Egg Collusion Is Not New – And That Fuels Public Anger

This controversy hits a nerve because it fits a long pattern. Over the last two decades, United States egg producers have faced a string of antitrust cases accusing them of rigging prices. Reuters reports that, starting in late 2025, multiple class actions targeted major egg companies and Urner Barry, claiming coordinated price-fixing that cost retailers and shoppers hundreds of millions of dollars. Those cases say producers used their power over price reporting systems to keep egg prices high even as feed and fuel costs fell.

Courts and juries have already found some egg producers liable in earlier periods. In one case covering the 2000s, a federal jury in Illinois decided in 2023 that Cal-Maine, Rose Acre Farms, United Egg Producers, and United States Egg Marketers took steps to limit egg supply and drive up prices. The jury awarded $17.7 million to food giants like Kraft, Kellogg, General Mills, and Nestlé, a number that can be tripled under antitrust law to more than $53 million. Separate litigation over processed egg products also describes alleged schemes like early hen slaughter, “emergency” flock cuts, and exporting eggs at a loss to shrink domestic supply and raise prices.

What This Means For Ordinary Americans

For many Americans across the political spectrum, this case reinforces a growing belief that the system favors big players over regular people. On one side, federal and state officials get to say they “did something” about high egg prices and corporate collusion, especially after years of painful inflation. On the other side, large producers avoid a trial, admit no wrongdoing, pay a relatively small sum compared with years of egg profits, and continue to operate under new rules they helped negotiate. That looks less like strict justice and more like a managed compromise that lets everyone at the top move on.

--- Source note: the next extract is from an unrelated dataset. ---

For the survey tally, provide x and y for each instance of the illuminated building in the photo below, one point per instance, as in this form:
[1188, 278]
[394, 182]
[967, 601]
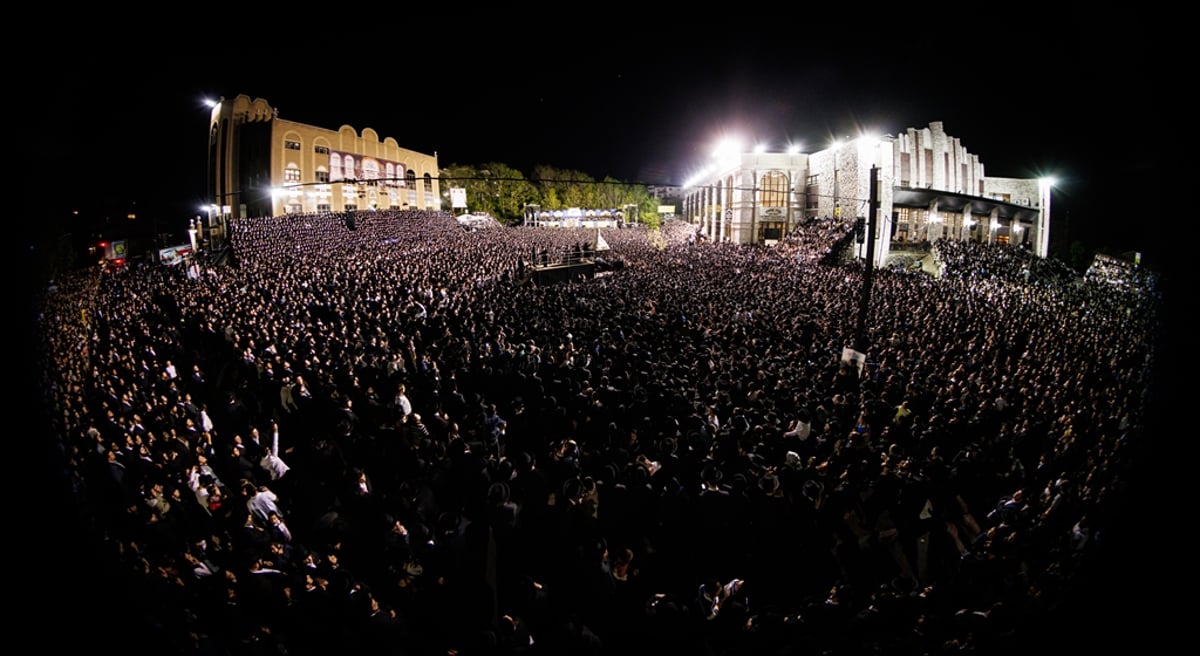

Consumers are left unsure whether they were cheated and by how much, because the detailed evidence behind the DOJ’s claims—internal emails, bid logs, and witness testimony—has not been fully aired in open court yet. A major class-action case in Indiana, King Kullen Grocery Co. v. Cal-Maine Foods, Inc., et al., is still pending and may reveal more about how industry benchmarks and “competitively sensitive” information were allegedly shared. The 60-day comment period also gives citizens a rare chance to weigh in, but that process is complex and often dominated by lawyers and trade groups. Many readers will see the headline numbers, remember the months when a simple carton of eggs felt like a luxury item, and wonder if powerful interests once again turned everyday hardship into private profit.